Parc de la Gatineau, piste no 1, à l'ouest de Chelsea, dans le secteur du «gros bloc erratique» :
le moindre rocher est littéralement pris d'assaut par la végétation.
Le bloc erratique devrait, normalement, être dans cet état.
(Les deux photos : 6 août 2011.)
Le bloc erratique devrait, normalement, être dans cet état.
(Les deux photos : 6 août 2011.)
Conclusion ?
- Je crois que l'exposition du bloc est «relativement récente» et qu'il n'a pas été à l'air libre depuis la fin de la Glaciation (il y 12 000 ans dans le secteur) ou le départ des eaux de la mer de Champlain (achevé dans la région il y a 10 000 ans). Il s'agit bien d'un bloc erratique, abandonné par les glaciers, mais exhumé à une époque «récente». Je ne peux convertir cet adjectif en nombre d'années.
- Je suspecte que ce «gros bloc» a été mis en valeur il y a quelques dizaines d'années et d'être entretenu depuis un «bon moment» par la CCN qui gère le parc de la Gatineau. (La plus ancienne mention du bloc remonte à 1956, avant la construction de la section de la promenade de la Gatineau qui passe tout près de lui : Wilson A.E., 1956 — «A guide to the geology of the Ottawa district.» Canadian Field-Naturalist, v. 70, no. 1, 68 p.)

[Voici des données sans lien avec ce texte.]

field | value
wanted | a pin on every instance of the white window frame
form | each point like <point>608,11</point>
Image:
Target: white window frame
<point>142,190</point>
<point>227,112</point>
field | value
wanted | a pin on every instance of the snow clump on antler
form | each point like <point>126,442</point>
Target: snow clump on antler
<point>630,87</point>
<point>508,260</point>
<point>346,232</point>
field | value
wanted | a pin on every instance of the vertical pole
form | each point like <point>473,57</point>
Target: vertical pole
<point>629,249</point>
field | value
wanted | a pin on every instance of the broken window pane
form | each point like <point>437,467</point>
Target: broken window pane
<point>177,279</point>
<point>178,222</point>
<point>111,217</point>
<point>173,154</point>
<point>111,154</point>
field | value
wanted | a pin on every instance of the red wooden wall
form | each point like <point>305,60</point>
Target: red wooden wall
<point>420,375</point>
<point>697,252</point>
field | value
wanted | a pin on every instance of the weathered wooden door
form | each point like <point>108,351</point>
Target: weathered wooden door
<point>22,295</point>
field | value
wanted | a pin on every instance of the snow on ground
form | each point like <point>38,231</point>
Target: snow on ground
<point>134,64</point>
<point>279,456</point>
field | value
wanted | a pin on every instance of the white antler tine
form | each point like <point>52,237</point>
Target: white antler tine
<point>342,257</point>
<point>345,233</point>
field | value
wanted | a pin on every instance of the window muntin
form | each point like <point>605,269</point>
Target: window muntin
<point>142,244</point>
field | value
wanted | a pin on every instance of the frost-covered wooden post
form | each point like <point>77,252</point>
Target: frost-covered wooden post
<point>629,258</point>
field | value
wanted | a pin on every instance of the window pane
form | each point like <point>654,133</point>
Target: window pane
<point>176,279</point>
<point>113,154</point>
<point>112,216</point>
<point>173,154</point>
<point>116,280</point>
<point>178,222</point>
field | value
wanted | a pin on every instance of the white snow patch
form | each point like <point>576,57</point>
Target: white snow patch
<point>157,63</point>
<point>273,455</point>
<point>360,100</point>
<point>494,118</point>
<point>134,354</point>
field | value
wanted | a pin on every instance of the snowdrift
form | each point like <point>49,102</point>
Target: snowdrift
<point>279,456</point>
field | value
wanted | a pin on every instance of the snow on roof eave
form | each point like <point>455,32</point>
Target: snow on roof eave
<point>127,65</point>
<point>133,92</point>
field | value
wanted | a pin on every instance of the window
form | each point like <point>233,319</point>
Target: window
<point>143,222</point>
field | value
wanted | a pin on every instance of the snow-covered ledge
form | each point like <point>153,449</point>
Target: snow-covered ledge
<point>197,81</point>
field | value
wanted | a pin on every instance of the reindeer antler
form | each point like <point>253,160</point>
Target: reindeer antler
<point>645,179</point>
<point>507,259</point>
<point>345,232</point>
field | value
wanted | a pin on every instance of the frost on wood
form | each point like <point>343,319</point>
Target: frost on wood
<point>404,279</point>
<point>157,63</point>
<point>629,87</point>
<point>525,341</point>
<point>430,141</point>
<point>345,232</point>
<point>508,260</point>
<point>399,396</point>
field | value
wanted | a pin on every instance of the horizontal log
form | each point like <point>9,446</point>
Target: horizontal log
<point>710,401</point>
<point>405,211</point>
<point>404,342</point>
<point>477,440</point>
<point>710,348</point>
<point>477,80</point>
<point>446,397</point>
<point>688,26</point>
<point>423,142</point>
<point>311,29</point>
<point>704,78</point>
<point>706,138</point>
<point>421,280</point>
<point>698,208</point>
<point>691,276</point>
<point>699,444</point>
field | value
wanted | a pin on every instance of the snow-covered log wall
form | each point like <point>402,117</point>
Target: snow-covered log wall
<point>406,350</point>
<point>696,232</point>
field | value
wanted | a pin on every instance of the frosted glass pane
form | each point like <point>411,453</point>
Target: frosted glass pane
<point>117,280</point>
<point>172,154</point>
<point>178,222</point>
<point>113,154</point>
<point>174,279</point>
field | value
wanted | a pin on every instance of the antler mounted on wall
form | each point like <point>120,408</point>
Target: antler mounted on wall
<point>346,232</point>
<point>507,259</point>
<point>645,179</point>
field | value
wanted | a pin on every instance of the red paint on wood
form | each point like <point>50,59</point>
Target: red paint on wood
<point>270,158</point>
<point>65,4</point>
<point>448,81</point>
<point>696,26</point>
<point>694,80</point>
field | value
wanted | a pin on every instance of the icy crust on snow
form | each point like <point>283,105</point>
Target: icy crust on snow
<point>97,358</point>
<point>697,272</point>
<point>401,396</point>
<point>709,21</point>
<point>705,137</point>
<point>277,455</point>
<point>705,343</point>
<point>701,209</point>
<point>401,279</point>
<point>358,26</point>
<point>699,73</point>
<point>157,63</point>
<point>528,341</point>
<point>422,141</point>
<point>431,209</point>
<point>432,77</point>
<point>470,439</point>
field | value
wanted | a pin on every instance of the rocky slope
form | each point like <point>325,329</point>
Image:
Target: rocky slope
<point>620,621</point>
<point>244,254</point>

- Bref, il y a eu la déposition du bloc par les glaciers (-12 000 ans), l'érosion du toit (date indéterminée), l'exhumation du bloc et son débitage par développement de fractures (date indéterminée), le dégagement du terrain autour et la pousse des arbres qui l'encagent ainsi que la croissance de lichens (avant 1956 ?) et l'apparition de taches de champignons blancs (après l'an 2000, revoir mon billet du 6 août). De cette chaîne d'événements, le premier et le dernier maillon me semblent les seuls chronologiquement inattaquables.
Voisin miniature de notre bloc erratique. Ce n'est pas très évident de s'y retrouver dans tout ce vert, mais plusieurs arbustes et plantes poussent sur le dessus de la roche. (6 août 2011.)
Dessus du bloc (photo ci-haut). Jungle et fouillis. Qu'est-ce qui a empêché notre «gros bloc» de connaître le même sort ? (6 août 2011.)
La mousse prospère ici. Les roches l'adoptent comme tenue de camouflage. Parc de la Gatineau, à quelques dizaines de m du «gros bloc erratique». (6 août 2011.)